祭あつしは高級ラウンジの入口でスマホを確認していた。
「三浦さんが来いって言ったお店はここで間違いないな。」

今から会うのは大学の先輩であり、今やコンサル会社の社長である三浦智久だった。

「お疲れ、祭。飲みに行かないか?」
三浦からの誘いは突然だったが、祭は少し迷ったが飲みに行くことにしたのだった。

ラウンジに入ると、煌びやかなシャンパンタワーが目に入った。すぐに三浦が迎えてくれた。

「すごいですね」
と祭が言うと、三浦は笑って答えた。
「いやー、たいしたことないよ。」

三浦はシャンパンタワーを注文し、そのシャンパンを美味しそうに飲み干した。祭も乾杯のために一口飲んだ。
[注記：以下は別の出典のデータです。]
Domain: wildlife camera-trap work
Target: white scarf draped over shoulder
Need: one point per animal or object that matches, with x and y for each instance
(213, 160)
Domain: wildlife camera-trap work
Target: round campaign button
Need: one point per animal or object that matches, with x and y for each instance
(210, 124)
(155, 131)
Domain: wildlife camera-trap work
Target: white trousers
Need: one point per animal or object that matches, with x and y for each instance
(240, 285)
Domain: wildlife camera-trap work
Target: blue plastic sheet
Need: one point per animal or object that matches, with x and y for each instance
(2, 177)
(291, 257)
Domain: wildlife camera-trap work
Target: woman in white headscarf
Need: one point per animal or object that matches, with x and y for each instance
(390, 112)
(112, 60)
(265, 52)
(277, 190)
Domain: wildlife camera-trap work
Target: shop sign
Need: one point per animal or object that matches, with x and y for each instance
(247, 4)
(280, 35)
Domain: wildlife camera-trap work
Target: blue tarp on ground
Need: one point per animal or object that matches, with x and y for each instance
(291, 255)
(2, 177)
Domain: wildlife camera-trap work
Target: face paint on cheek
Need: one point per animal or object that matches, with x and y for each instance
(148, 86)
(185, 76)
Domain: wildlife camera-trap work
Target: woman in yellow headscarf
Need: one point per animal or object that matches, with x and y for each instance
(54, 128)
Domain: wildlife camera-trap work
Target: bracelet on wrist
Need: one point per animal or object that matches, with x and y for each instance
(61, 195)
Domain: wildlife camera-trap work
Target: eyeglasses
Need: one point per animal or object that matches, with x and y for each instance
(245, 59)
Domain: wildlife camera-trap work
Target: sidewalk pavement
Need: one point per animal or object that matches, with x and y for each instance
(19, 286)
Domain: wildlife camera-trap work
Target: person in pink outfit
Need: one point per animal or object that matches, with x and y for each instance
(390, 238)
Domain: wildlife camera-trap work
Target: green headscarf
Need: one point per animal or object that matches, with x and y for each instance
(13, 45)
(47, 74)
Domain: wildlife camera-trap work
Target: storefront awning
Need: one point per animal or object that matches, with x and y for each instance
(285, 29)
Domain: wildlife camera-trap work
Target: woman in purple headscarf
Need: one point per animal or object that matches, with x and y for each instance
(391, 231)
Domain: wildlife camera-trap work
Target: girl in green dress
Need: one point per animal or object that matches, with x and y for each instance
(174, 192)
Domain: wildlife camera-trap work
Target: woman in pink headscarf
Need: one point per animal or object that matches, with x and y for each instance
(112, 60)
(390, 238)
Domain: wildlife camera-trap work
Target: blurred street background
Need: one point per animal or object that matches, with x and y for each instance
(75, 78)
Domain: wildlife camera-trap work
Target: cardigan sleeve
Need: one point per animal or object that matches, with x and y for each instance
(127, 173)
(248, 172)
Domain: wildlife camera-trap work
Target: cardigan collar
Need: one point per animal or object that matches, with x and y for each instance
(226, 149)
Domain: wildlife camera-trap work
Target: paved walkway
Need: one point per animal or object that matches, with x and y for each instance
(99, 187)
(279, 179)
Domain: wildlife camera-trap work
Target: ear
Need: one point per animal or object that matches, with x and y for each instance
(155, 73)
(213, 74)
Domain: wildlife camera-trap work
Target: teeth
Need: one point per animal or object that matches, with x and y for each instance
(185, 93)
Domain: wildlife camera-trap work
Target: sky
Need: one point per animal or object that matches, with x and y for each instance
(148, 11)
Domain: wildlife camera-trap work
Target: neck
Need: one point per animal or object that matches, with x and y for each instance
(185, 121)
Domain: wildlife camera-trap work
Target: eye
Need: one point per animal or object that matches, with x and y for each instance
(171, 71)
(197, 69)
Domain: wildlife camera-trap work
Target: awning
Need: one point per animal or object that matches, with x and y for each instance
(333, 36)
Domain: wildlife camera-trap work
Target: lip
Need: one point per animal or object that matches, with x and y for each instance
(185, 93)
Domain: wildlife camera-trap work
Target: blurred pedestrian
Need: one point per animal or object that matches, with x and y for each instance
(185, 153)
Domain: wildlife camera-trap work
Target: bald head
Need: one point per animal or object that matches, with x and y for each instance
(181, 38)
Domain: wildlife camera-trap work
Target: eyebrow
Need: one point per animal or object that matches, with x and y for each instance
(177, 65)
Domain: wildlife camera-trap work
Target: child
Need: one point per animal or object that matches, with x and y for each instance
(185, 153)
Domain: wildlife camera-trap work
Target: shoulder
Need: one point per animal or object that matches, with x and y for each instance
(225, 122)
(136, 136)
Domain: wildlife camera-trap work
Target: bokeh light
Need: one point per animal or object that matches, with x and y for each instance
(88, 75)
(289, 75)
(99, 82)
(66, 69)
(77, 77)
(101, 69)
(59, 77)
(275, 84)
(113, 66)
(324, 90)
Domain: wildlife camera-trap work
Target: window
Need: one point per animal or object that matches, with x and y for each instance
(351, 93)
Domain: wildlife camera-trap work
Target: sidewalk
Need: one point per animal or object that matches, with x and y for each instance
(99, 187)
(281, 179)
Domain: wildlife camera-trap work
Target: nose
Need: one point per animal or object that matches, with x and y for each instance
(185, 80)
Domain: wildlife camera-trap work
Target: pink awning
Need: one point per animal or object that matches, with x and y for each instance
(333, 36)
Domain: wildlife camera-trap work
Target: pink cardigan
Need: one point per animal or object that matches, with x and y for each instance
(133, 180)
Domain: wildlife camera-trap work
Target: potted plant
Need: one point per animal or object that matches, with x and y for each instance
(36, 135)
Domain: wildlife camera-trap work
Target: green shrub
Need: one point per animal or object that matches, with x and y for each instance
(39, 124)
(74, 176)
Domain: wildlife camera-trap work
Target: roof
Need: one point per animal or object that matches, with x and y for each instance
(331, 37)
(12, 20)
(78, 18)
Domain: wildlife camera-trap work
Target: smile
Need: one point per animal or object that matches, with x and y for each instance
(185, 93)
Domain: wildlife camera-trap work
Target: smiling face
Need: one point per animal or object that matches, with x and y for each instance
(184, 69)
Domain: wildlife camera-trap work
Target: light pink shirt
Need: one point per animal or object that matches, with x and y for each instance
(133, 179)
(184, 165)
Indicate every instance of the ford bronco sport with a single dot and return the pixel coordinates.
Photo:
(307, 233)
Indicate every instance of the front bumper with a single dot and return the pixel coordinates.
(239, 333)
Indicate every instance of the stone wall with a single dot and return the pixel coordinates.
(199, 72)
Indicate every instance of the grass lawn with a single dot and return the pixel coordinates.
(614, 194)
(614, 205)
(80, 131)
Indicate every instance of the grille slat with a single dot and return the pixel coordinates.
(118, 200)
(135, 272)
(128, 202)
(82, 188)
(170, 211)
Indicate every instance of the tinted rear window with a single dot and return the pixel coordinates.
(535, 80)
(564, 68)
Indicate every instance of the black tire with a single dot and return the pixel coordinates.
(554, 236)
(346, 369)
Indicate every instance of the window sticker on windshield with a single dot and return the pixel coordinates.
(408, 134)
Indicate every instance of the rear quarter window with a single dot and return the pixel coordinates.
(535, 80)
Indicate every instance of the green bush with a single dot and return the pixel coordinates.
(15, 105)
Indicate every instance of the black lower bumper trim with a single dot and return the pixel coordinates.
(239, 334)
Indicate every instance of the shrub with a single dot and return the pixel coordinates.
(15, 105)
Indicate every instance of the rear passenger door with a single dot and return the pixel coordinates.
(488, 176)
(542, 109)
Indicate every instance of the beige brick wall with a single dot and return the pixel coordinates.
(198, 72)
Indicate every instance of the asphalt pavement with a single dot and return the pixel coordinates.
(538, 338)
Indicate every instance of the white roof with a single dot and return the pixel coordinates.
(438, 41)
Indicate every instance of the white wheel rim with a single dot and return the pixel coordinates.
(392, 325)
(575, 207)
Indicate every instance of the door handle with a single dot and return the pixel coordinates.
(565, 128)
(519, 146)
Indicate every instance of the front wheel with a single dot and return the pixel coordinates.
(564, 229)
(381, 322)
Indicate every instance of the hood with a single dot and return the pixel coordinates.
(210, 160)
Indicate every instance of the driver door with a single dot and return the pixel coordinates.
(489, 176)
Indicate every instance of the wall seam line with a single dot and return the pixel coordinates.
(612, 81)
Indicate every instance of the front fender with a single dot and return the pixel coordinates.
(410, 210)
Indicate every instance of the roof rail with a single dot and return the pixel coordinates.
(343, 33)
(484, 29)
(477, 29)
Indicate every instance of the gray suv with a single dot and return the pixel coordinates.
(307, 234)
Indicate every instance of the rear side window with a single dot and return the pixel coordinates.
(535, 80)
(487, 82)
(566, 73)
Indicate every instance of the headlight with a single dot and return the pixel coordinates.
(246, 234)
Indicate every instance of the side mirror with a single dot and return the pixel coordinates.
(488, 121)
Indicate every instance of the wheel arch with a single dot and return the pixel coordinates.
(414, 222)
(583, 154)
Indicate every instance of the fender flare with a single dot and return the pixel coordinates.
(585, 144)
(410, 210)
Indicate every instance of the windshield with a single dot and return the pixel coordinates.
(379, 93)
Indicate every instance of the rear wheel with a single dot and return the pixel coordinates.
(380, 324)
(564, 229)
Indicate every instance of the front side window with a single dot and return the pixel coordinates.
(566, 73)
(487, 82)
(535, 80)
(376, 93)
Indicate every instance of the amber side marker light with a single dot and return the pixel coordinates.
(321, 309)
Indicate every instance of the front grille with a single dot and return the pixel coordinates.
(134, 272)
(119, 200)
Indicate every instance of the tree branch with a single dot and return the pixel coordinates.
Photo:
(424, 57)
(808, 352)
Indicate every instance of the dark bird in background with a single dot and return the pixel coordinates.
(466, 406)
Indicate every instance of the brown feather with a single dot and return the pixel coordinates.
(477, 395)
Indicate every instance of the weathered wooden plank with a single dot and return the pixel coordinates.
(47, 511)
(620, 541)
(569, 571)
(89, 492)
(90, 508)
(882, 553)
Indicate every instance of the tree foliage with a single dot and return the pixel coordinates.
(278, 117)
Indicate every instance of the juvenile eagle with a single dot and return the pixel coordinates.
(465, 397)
「そうそう、君を呼んだのは用地取得の件で議員を紹介してもらえないかと思ってね」と三浦が切り出した。

「はあ、なぜ用地を?」
と祭が尋ねると、三浦は興奮気味に答えた。
「ソーラー発電だよ。そしてうちの会社でその権利を海外、主に中国の投資家に売るんだよ。」

「政府が買取価格を高く設定してくれてるからノーリスクハイリターンなんだ」
と三浦は続けた。

祭は驚いた。
「ということはその高い電気代を国民が支払うんですか?」

「まあ、そうなるな」
と三浦は無邪気に答えた。
「再エネ賦課金といって経済産業省主導でやってるんだよ。バカな国民からお金を吸い上げて、こうやって酒飲んで、お金を回してやったほうがいいだろう。これが生きた経済なんだよ。」

「再エネ賦課金と言ってますけど、それって税金ですよ!全ての増税に反対です。だから協力できません」
と祭は強く言った。

三浦は笑いながら、
「おいおい、大学生みたいな理想を言って。そんなんじゃ、一生金持ちにはなれないぞ」と応えた。

「三浦さんのやってることは虚しいですよ。今はお互い別の道を今は歩んでますけど、俺は三浦さんを信じてますから」
と祭は真剣な目で言った。

三浦は一瞬黙った後、「そうか、まあ飲もう」と軽く答えた。

その日、三浦の会計は1000万円を超えていたのだった。